Quand de petits investisseurs défient les grands

Une guerre d'investisseurs fait dérailler le tite GameStop
Danny Reweghs
Danny Reweghs Journaliste

Récemment, l’action d’une entreprise en difficulté, GameStop, s’est envolée. Et ce n’est pas la seule. Des particuliers ont ainsi déstabilisé de grands acteurs de la finance (des professionnels de la vente à découvert). Résultat: les marchés financiers ont corrigé.

La semaine passée, c’est GameStop qui a bénéficié la première d’un rassemblement (virtuel) exceptionnel d’investisseurs particuliers visant à contrer les professionnels de la vente à découvert. Elle consiste à vendre un actif qu’on ne détient pas encore – pour pouvoir le livrer (des actions, par exemple), on l’emprunte, généralement à des investisseurs institutionnels (assureurs, fonds de pension, etc.) -, dans le but de réaliser un profit en l’achetant à un prix plus attrayant.

Cette entreprise qui distribue des jeux vidéo et produits électroniques uniquement dans ses boutiques physiques était, à l’instar de nombreuses autres, déjà à la peine depuis quelques années face à l’essor des ventes en ligne, quand la pandémie a éclaté. Son action a donc été l’objet de ventes à découvert, entre autres par les fonds Citron Research et Melvin Capital. Andrew Left, le fondateur du premier, avait déclaré publiquement que GameStop redescendrait à ses planchers et qu’il valait mieux en vendre les titres à temps. Une déclaration qui a fait réagir les fans de jeux parmi les adeptes d’un forum boursier très fréquenté hébergé par Reddit.

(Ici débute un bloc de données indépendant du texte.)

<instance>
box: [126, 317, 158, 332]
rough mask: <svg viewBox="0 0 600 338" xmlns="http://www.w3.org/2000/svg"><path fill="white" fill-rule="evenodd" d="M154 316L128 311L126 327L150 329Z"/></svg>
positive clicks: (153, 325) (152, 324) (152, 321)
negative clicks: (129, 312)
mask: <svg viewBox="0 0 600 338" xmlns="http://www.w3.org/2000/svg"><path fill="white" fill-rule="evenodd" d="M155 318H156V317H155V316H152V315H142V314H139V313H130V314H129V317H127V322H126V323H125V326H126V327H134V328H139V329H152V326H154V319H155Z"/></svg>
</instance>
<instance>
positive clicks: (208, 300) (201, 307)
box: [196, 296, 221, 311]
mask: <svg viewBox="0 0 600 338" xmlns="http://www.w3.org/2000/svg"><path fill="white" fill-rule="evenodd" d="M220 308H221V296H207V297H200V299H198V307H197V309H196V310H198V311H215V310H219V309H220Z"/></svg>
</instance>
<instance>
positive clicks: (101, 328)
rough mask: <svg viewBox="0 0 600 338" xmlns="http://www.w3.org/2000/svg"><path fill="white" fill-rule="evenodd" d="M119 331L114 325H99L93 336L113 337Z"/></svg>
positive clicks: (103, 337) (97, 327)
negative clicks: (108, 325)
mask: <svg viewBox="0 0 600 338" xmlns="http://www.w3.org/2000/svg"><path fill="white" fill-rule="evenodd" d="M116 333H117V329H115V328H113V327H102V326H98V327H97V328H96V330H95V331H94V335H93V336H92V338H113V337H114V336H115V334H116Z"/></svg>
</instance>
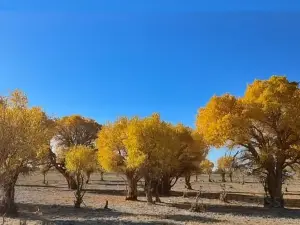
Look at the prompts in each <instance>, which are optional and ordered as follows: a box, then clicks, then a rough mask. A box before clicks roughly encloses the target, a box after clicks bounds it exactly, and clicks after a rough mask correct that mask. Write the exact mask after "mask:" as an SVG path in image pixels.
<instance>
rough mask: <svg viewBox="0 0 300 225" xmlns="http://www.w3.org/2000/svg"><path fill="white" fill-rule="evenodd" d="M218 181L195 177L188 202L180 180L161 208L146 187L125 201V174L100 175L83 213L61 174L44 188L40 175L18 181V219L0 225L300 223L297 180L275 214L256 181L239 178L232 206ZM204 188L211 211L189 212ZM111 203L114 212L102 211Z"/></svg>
mask: <svg viewBox="0 0 300 225" xmlns="http://www.w3.org/2000/svg"><path fill="white" fill-rule="evenodd" d="M213 180H214V182H213V183H209V182H208V181H207V176H206V175H201V176H200V177H199V178H198V181H197V182H196V181H195V177H192V186H193V188H194V189H195V190H192V191H189V193H188V196H187V197H183V192H184V191H185V189H184V182H183V179H180V180H179V181H178V182H177V184H176V185H175V186H174V187H173V189H172V196H171V197H161V200H162V203H157V204H154V205H148V204H147V203H146V201H145V196H144V194H143V193H142V182H141V183H140V191H141V193H140V196H139V201H137V202H132V201H125V197H124V196H125V190H126V184H125V182H124V178H123V177H122V176H121V175H117V174H113V173H106V174H105V175H104V181H100V175H99V174H93V175H92V178H91V183H90V184H89V185H87V186H86V195H85V197H84V204H83V205H82V208H81V209H75V208H74V207H73V200H74V194H73V191H72V190H68V188H67V184H66V181H65V179H64V178H63V176H62V175H60V174H59V173H57V172H56V171H50V172H49V173H48V174H47V182H48V184H46V185H45V184H43V183H42V181H43V176H42V175H41V173H40V172H35V173H33V174H31V175H29V176H21V177H20V178H19V180H18V184H17V187H16V202H17V203H18V207H19V212H20V215H19V217H18V218H3V219H1V220H0V224H1V223H2V224H65V225H67V224H68V225H83V224H118V225H120V224H128V225H135V224H142V225H145V224H149V225H159V224H178V225H179V224H187V225H197V224H215V225H218V224H236V225H242V224H257V225H260V224H264V225H265V224H272V225H275V224H300V204H299V203H300V201H299V199H300V197H299V196H300V192H299V191H300V185H299V184H300V182H299V181H298V179H294V180H291V181H289V182H288V183H287V184H285V186H284V189H285V191H286V194H285V198H286V199H287V205H288V207H287V208H286V209H272V210H271V209H265V208H263V207H262V194H263V190H262V187H261V185H260V183H258V182H257V181H256V180H255V179H254V178H253V177H247V178H246V183H245V184H244V185H242V184H241V182H240V178H239V177H238V176H237V177H236V178H235V179H234V182H233V183H230V182H228V183H226V191H227V192H228V199H229V201H228V202H227V203H224V202H221V201H220V200H218V195H219V193H220V191H221V187H220V184H221V182H220V177H219V175H213ZM200 187H201V189H202V192H203V194H202V196H203V197H202V198H201V200H200V202H202V203H203V204H204V205H205V207H206V209H205V211H203V212H199V213H196V212H191V211H189V209H190V207H191V204H192V203H193V202H194V201H195V195H196V192H197V190H198V189H199V188H200ZM286 187H287V188H286ZM106 200H108V207H109V209H104V208H103V207H104V204H105V201H106ZM297 204H298V205H297ZM297 207H299V208H297ZM25 221H26V223H25Z"/></svg>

Pour faire un pied de nez à ces spéculateurs à la baisse, ils ont appelé les internautes à acheter l’action, en vue d’en soutenir le cours. Et le titre de monter en flèche, si bien que les vendeurs à découvert n’ont pas pu tenir leurs positions; pour limiter leurs pertes, ils ont été contraints de racheter, plus cher, les actions, ce qui, mécaniquement, a accru le rebond. Ainsi le cours de l’action d’une entreprise en difficulté a-t-il gagné quelques centaines de pour cent (depuis le début de l’année).

Une saine correction

Tel est pris qui croyait prendre, jubileront certains. Sauf que l’histoire ne s’arrête pas là.

Les cours des actions d’entreprises en difficulté ont bondi, au détriment de valeurs de qualité.

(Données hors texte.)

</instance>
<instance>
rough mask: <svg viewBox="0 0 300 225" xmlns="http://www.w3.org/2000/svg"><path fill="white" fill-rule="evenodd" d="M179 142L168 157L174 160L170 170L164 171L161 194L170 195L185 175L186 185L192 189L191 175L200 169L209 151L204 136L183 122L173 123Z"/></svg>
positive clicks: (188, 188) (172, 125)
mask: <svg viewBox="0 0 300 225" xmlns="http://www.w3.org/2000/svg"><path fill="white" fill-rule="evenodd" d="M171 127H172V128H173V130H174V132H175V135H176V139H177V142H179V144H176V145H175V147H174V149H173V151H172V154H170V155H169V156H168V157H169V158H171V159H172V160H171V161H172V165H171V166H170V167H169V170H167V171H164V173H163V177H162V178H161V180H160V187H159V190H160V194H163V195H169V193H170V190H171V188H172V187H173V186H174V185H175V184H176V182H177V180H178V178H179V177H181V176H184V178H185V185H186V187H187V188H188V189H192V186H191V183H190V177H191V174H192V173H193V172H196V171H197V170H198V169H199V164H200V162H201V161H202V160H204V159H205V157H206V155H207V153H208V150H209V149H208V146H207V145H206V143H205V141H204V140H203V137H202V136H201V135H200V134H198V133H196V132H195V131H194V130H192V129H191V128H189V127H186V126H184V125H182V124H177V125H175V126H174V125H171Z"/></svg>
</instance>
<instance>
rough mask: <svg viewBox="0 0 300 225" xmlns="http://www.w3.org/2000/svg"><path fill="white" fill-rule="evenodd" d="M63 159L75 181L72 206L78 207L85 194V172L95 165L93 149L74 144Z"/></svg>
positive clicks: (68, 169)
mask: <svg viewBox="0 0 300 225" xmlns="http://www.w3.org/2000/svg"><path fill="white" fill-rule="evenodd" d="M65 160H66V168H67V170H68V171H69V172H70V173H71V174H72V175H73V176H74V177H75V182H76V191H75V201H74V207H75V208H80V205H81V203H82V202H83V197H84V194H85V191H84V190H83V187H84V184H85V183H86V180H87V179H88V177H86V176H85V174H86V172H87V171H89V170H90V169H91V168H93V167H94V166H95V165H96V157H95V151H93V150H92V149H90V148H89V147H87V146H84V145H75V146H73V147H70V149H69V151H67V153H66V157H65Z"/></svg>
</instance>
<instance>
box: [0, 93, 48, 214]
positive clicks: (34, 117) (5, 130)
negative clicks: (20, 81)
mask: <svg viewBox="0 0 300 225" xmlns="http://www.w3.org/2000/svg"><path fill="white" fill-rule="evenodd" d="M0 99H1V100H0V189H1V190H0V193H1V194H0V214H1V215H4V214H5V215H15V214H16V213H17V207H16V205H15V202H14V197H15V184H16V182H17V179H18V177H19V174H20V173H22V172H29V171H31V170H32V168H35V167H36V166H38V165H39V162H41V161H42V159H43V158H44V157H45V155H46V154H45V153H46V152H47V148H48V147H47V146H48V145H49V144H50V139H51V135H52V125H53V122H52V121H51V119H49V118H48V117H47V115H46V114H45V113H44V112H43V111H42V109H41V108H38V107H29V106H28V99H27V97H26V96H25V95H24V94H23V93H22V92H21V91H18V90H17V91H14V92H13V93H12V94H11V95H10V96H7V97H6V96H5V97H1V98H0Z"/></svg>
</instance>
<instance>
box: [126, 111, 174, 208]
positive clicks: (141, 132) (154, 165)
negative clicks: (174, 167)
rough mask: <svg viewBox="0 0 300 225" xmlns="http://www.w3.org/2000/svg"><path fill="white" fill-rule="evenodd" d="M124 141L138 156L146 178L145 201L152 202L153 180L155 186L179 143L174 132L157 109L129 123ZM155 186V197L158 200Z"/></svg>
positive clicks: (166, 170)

Rapidement, une série d’autres actions faisant l’objet de spéculations à la baisse, comme celles d’AMC Entertainment (un exploitant de cinémas peinant à joindre les deux bouts), ont été rachetées massivement par des investisseurs particuliers. Leurs cours se sont envolés (+300% en une journée, pour AMC). Pour couvrir leurs pertes, les professionnels de la finance n’ont eu d’autre choix que de se délester d’autres actifs (actions, métaux précieux, cryptomonnaies) – une situation comparable à celle de mars 2020, où les appels de marge se multipliaient. Quant à la horde d’investisseurs revanchards, elle finira bien sûr par vouloir empocher ses bénéfices. En d’autres termes, un grand nombre d’actions (surévaluées) va perdre beaucoup de valeur en peu de temps.

La revente de leurs actifs par les grands acteurs de la finance a provoqué une correction sur les marchés financiers, plus nette sur les marchés d’actions. Une correction bienvenue et saine, cela dit, car, portés par les bons taux d’efficacité des vaccins contre le Covid-19, les cours n’avaient cessé de grimper.

Les temps sont durs, pour les partisans de la théorie de l’efficience des marchés.